While the overall economic environment suggests the need for intervention, there's also insistence on caution. Veteran economist Tim Lane, who previously served as the Bank's deputy governor, emphasized the balance the Bank ought to maintain. He mentioned, "You wouldn’t want to have a situation where the Canadian dollar seems to be in freefall. It’s one thing to have a shock absorber similar to the size of the shock. But if it seems like the markets are getting carried away, then it could call for different responses from the Bank of Canada."

Overall, the Bank of Canada’s Governor Tiff Macklem is expected to address the impact of these tariffs directly. He will reveal the Bank’s updated projections on inflation and the overall economic outlook within the monetary policy report, alongside the interest rate announcement. Analysts are particularly eager to understand how the Bank interprets the potential economic fallout from the tariffs and how it plans to navigate the uncertain terrain.

Economists hope the updated Monetary Policy Report will shed light on how deeply these tariffs could affect Canada’s economy. Anticipated scenarios will likely explore various outcomes if retaliatory measures are undertaken by the Canadian government.
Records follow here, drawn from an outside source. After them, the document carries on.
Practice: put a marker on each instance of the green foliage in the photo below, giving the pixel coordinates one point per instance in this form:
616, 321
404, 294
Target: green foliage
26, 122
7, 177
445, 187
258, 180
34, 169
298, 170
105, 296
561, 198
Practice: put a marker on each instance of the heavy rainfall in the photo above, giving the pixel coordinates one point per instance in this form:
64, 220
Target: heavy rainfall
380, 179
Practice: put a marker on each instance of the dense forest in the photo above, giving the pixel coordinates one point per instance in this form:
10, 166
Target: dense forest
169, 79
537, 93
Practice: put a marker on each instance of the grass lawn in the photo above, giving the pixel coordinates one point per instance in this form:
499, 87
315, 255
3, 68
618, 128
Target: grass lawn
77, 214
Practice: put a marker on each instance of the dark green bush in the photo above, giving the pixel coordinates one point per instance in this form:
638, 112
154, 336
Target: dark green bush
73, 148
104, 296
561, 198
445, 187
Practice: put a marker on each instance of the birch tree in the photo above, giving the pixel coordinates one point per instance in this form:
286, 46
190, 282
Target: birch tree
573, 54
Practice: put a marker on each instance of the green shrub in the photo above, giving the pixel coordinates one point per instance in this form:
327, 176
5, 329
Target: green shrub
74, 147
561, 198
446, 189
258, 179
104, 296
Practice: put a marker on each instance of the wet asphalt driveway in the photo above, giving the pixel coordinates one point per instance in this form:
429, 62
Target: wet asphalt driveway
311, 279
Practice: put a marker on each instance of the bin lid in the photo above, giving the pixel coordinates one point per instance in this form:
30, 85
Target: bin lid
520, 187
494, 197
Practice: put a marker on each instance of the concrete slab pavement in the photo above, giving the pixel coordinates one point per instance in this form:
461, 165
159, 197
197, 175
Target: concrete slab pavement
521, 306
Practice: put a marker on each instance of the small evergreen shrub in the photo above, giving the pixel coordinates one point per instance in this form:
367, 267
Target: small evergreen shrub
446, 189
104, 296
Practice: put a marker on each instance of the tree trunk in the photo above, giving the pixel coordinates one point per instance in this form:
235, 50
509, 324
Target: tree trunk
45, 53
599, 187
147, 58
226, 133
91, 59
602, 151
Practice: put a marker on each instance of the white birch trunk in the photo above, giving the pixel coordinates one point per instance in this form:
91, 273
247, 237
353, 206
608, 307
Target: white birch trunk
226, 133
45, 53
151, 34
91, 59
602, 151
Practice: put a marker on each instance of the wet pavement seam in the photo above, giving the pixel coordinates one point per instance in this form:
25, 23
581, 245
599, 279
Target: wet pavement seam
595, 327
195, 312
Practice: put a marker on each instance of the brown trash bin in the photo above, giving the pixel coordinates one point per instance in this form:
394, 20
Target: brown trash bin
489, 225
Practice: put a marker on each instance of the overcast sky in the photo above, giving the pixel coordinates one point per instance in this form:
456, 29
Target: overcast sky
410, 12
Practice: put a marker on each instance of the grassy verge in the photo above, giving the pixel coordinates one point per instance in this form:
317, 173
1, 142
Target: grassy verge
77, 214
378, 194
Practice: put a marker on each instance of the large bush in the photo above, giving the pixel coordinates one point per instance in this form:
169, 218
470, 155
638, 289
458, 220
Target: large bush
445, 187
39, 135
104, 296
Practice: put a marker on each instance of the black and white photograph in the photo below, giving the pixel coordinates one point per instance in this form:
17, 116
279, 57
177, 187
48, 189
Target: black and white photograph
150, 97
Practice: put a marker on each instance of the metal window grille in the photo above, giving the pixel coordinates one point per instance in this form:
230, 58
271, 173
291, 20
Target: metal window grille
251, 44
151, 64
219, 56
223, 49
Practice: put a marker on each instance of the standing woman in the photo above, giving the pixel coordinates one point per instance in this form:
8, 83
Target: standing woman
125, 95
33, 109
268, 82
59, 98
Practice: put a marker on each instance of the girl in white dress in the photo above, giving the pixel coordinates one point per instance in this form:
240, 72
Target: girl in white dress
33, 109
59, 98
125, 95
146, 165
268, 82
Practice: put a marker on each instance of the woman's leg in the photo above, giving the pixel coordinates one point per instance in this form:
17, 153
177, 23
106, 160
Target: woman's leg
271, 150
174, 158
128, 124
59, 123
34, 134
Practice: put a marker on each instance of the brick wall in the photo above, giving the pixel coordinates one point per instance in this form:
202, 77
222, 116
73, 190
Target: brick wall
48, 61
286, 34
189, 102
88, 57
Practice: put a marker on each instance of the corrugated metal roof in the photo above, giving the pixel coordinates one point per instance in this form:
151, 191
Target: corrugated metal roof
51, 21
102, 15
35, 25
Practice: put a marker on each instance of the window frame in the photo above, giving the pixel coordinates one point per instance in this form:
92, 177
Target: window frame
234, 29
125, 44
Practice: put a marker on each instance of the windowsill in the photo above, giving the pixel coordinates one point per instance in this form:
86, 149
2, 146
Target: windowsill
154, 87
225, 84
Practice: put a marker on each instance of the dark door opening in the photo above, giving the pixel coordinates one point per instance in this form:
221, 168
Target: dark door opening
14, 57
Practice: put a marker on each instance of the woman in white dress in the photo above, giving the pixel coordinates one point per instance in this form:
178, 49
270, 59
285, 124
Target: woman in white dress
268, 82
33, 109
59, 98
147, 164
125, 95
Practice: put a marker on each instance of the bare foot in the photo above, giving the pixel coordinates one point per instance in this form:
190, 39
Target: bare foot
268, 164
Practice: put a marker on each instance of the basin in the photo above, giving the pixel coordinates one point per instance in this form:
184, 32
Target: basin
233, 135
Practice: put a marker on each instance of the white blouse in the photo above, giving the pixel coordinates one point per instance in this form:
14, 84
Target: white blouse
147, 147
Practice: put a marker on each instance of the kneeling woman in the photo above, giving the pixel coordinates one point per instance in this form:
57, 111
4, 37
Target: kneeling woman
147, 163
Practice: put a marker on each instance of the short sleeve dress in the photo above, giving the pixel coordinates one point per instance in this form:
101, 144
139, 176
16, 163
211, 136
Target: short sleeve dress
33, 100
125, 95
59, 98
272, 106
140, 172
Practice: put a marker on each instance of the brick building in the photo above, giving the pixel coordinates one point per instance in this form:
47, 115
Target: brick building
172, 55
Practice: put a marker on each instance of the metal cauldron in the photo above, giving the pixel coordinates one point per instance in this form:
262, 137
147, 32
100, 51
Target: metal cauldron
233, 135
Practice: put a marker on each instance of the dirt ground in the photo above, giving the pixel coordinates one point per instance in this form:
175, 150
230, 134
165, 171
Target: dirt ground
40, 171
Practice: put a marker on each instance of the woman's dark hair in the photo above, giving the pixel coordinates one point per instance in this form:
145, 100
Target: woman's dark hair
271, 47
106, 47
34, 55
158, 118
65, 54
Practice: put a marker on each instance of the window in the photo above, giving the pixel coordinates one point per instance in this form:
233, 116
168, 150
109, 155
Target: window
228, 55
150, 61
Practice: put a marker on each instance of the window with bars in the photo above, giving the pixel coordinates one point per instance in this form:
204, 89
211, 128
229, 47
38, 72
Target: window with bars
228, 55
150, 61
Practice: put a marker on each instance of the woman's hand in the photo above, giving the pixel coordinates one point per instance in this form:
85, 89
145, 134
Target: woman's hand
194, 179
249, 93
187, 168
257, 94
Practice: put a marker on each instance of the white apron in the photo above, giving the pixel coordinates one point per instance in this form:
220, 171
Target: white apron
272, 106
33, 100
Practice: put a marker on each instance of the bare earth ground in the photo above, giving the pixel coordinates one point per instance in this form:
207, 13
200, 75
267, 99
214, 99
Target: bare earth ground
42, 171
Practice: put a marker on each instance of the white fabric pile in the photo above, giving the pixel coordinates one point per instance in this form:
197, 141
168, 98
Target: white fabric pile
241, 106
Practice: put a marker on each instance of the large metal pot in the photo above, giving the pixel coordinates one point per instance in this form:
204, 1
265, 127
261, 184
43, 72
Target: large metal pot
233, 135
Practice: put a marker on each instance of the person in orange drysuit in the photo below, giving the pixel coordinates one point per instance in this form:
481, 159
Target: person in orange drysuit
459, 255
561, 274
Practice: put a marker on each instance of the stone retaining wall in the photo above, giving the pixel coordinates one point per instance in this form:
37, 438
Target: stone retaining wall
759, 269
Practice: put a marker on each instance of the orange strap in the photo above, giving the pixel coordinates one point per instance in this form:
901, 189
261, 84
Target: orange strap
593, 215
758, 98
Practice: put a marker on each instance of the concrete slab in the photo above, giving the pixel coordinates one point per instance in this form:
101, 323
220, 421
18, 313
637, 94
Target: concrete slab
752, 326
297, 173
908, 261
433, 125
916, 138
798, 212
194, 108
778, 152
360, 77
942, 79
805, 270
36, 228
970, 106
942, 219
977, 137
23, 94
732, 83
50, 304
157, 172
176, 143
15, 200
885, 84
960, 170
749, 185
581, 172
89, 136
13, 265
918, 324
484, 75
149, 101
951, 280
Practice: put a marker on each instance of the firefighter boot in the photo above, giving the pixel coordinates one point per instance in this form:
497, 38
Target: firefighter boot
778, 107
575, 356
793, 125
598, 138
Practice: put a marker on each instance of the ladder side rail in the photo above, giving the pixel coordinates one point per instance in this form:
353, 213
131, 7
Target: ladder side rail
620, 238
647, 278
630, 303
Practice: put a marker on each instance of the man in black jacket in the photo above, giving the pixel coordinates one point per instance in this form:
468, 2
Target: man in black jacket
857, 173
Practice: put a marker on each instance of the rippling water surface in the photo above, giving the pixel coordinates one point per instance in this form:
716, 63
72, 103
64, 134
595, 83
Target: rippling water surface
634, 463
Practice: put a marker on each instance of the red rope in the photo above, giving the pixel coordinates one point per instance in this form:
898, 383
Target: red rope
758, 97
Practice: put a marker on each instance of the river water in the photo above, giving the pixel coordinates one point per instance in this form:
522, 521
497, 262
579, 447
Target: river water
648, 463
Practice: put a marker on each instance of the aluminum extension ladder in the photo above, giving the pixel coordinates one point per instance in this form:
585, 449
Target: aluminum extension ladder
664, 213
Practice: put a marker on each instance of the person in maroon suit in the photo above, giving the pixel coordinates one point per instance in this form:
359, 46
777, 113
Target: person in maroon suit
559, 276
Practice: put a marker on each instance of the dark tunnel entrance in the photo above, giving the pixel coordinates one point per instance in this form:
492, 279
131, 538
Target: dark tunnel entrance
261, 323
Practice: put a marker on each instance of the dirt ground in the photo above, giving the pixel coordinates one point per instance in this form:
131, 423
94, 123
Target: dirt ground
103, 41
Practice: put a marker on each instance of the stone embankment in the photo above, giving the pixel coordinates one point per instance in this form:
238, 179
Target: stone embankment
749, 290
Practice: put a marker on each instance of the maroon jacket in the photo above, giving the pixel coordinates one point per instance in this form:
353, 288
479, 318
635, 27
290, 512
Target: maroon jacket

Jules Boudreau, Senior Economist at Mackenzie Investments, expressed optimism, stating, "I will be looking for the result of the scenario analysis (of tariffs) to see how much they think it will impact the Canadian economy, as well as their reaction to the stress test of such conditions."

Despite recent rate cuts, some experts argue the Bank should reconsider its approach due to the unique challenges presented by potential tariffs. Tony Stillo, director of Canada economics at Oxford Economics, emphasized, "Monetary policy is still exercised through risk management...and this is a risk which is remarkably complex." Stillo also addressed how external pressures might lead to inflationary effects and echoing concerns among businesses and consumers alike.

The upcoming announcement is seen as pivotal not just for the Canadian economy but for the overall market as observers brace themselves for how these decisions will shape the economic forecasts for 2025. With most modeling indicating significant risks if tariffs are enacted, maintaining confidence among Canadian consumers and businesses will prove important as policymakers grapple with decisions fraught with uncertainty.